What resulted was not a quest to arrive at a single unified piece, but rather like the ways in which the salt water of the incoming sea meets the freshwater of the burn flowing out of the cave, a dissolving of clear boundaries between different kinds of artistic practice took place. 

What transpired in the end was an evening performance for an audience of ourselves, the rocks and the birds. What was produced was akin to some of the life processes of the cave itself - with its overlapping cycles of seasons, of death and birth. Iris Wallace, who usually works with enamels from her studio at the nearby Balnakiel Craft Village, had spent several nights labouring over a text that spoke of the cave as a place of refuge, of fear and of safety, of food, of danger, of battles, of the past and the futures - as somehow 'full of time' and time-less at the same time. Her spoken and sung text provided a narrative backbone for the event and transformed moments into a kind of music theatre. Lotte Glob had made clay bowls and pipes to be blown, hit, filled with water and sung through, and these invented instruments combined improvised composition with the flute, violin, double bass and clarinet. 

Sound always changes and mutates in relation to the spaces and places that it occupies and the cave made a kind of 'unrehearsed music' possible, supplying sounds of its own from its non-human inhabitants, and a constantly shifting store of acoustic conditions, as the performers moved around the space. Ishbel Macdonald, a painter and printmaker, had become fascinated with the flow of the burn through the cave from the waterfall at its back, and embarked on an ambitious plan to make prints from the flow of the water over large sheets of heavy paper. The water washed over the pigment and became a form of 'automatic printing', capturing the marks left by the fast-flowing stream leaping over its stony bed. 

Simon Butterworth, as well as providing energetic bass clarinet textures, at times reminscent of Stravinsky's Rite of Spring, took time away from music to capture specific moments in the performance in still photographs. A series of impromptu duets, trios and quartets emerged from the movement of players around the space, with Ewan Robertson's flute and Barbara Downie's violin, supplemented by sticks, stones and singing, weaving lines around the bedrock provided by Iain Crawford's double bass. Barbara and Ishbel moved from their instruments inside the cave to make sound with the rusting winch on the shore, and, along with Jennifer Martin, the BBC SSO's Learning Manager, took turns under headphones and behind the microphone to record what was happening. 

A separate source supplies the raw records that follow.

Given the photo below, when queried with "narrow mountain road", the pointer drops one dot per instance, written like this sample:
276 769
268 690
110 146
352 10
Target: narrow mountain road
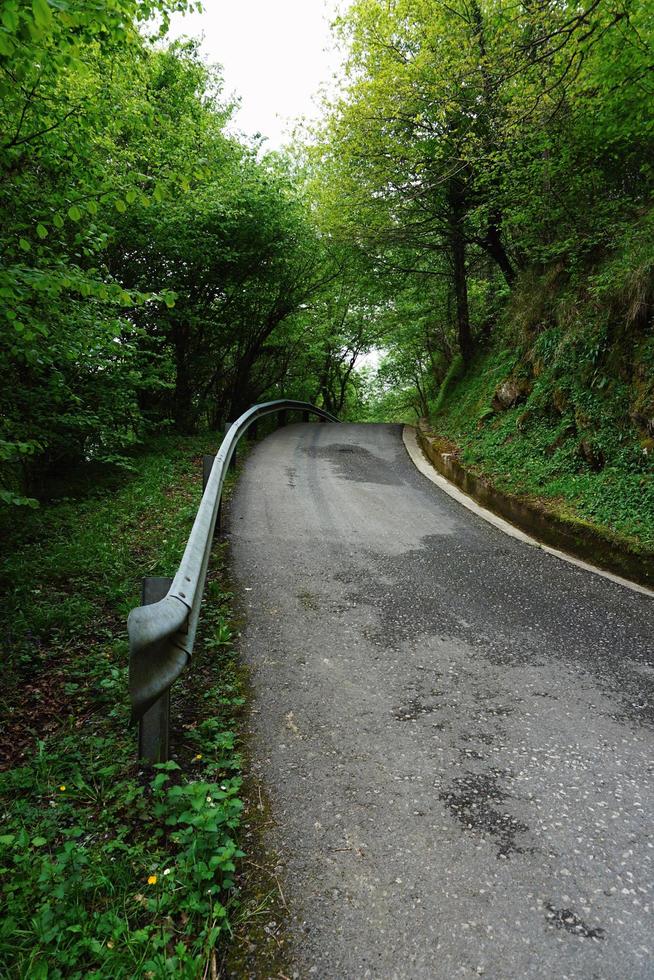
455 728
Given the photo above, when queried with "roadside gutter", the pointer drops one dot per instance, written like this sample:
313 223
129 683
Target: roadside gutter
531 521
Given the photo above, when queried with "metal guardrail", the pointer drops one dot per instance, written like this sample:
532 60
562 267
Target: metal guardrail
162 630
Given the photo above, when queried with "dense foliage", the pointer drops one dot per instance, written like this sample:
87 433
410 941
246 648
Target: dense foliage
156 270
493 162
477 141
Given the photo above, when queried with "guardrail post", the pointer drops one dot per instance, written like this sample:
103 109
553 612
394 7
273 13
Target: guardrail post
207 463
154 725
232 462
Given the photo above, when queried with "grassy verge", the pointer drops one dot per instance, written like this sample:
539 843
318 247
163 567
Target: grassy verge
533 451
106 869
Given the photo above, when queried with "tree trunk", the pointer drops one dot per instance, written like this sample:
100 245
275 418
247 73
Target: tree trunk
456 217
183 397
494 247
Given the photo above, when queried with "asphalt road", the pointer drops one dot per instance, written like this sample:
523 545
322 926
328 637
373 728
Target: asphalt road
455 729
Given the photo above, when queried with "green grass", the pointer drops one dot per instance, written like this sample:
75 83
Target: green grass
532 449
108 869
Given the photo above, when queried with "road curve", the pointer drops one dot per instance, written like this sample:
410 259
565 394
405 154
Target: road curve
455 729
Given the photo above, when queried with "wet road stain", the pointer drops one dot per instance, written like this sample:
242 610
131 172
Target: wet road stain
357 464
570 921
474 799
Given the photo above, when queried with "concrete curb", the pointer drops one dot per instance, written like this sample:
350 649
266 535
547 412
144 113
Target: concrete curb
519 518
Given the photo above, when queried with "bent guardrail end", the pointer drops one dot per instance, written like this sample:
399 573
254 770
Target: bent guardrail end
157 654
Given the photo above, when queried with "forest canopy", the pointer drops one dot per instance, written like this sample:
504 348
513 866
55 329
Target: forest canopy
160 271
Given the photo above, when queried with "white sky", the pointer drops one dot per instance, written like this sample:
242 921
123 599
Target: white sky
275 55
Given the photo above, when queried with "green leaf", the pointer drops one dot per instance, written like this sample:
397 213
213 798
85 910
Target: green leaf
6 44
10 17
42 13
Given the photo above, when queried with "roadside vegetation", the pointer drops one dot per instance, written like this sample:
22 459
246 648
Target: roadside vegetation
108 869
476 205
494 163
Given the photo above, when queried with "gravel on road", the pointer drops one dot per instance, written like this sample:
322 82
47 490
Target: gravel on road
455 728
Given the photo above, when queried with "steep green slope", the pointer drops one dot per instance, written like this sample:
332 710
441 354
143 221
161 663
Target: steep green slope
559 404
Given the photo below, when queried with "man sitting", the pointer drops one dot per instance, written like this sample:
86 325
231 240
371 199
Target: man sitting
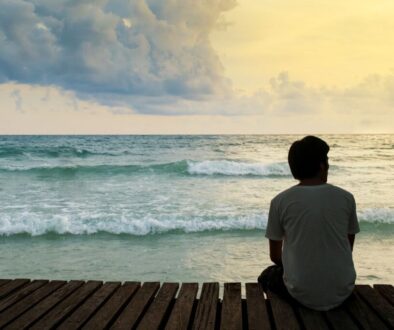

As the light slowly faded we alternated between filming, singing, playing, recording, mark-making or sometimes just standing still, absorbing what was happening. 

At high tide, after what seemed like hours of playing, after the moment when the sun had dropped away out of sight, one by one we lit candles in floating holders made by Lotte and let the stream carry them out of the cave and into the sea. Stone, water, air and fire combined in a ritual ending. And we quietly made our way out of the cave and back up the cliffside. 

The film we have made is a distillation of fragments of this process. It is intended to capture something of the quality of experience created by the event - visual and auditory, drawing on sonic and visual elements from the work generated within the residency. At the heart of the process was the cave, which as it did for the hundreds of generations it has outlived before us, became a kind of living laboratory for our experiment. All we did in that single week was to make some briefly audible and visible marks, and as surely as light gives way to the dark, sound to silence, the cave returned to its previous state. 

The learning that came from the project is hard to write about, partly because, like music and the visual arts, it was about exploring ideas that are not easily expressed in words, and partly because it was different for everyone. We look forward to hearing what you make of it.